Artificial Intelligence (AI) technology has been developing for many years now; It can now be found not only in the field of technology but also in various places and industries.
Technology that works on the nanometer scale often includes complex systems that do not fit the various aspects of AI. However, there are some growing areas where AI can meet with nanotechnology. In addition to merging the two technologies, the combined work in nanotechnology and AI also enhances the study in each field, leading to all sorts of new tools for gaining insights and communication technologies.
Consider the following areas where AI and nanotechnology work together.
Microscope
Although atomic force microscopy (AFM) has seen significant progress in recent years, obtaining high-quality signals from these imaging devices can still be challenging. The main problem is that the tip-pattern interactions that rely on this microscope are complex, heterogeneous and therefore not easy to decipher. AI is very useful in solving these types of signal-related problems.

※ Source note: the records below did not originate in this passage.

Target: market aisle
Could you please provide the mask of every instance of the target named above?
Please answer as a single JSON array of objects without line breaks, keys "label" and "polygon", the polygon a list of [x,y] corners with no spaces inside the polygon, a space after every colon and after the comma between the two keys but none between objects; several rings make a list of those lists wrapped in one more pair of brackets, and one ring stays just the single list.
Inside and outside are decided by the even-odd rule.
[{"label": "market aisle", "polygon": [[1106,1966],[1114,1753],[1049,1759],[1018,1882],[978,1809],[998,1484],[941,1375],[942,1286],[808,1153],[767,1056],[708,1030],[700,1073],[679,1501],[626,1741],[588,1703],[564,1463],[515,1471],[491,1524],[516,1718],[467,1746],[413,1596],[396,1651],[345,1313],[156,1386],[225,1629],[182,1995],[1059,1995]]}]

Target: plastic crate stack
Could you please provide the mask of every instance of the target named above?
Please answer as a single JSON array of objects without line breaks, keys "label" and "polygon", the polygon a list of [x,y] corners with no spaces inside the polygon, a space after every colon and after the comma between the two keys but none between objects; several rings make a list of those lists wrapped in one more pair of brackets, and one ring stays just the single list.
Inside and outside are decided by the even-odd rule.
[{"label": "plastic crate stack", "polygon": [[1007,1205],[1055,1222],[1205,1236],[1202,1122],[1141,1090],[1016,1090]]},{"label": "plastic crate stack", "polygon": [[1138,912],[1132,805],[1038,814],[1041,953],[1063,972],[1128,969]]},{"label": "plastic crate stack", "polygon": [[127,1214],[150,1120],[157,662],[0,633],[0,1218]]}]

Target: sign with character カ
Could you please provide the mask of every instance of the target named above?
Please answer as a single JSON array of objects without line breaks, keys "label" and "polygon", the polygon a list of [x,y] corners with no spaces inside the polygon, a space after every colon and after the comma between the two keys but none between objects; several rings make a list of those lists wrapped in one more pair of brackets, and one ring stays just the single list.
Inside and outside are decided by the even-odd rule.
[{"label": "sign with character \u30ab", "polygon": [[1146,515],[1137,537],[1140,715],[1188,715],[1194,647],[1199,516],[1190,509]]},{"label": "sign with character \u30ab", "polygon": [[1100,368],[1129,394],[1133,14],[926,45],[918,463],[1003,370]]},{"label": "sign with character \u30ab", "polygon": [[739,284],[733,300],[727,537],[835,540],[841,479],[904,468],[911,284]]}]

The AI approach known as Functional Recognition Imaging (FR-SPM) appears to solve this problem by directly detecting local actions from measured spectroscopic reactions. This process combines the use of artificial neural networks (ANNs) with Principal Component Analysis (PCA), which is used to sort the input data into the neural network.
In another imaging development, researchers at the University of Texas Rio Grande recently announced the creation of a microfluidic channel with a removable nanotextured surface that specifically binds to breast cancer cells. Once linked, you can capture and paint it. Imaging is segmented and combined with an AI algorithm that automatically determines whether or not cell cancer is based on historical current cell data. The novel imaging system contradicts historical models for the cells being evaluated in real-time.
Chemical Modeling
Algorithms are already being used to describe molecules and material frameworks to identify different properties and how they interact in different environments. Natural advances have led to the integration of AI and the use of complex machine learning algorithms.
From the modeling point of view, a variety of parameters must be correlated to create a dynamic description of an image or chemical system. As with some imaging techniques, AI can better analyze information and learn from the past to create a more accurate representation of the system under study. For example, AI can reduce the degree of error associated with the geometry or size of a system or cell. It is particularly useful for nanomaterials as many of the effects and phenomena found with materials such as graphene are often difficult to recreate.
The characterization of the structural properties of nanomaterials has also been addressed through the use of ANNs. For example, these algorithms have been used to determine the configuration of carbon nanotube structures by calculating structural properties such as alignment and curvature. Furthermore, many features of thin films have been widely solved by using AI, machine learning and neural networks.
Nano-Computing
Surprisingly, AI is also very useful for the future of nano computing, which is computing through nanoscale mechanisms. Currently, nano computing devices have many ways to perform a function and can cover anything from physical operations to computational methods. Due to the vast majority of these tools relying on complex physical systems to allow complex computational algorithms, machine learning approaches can be used to create novel information representations for a wide range of applications.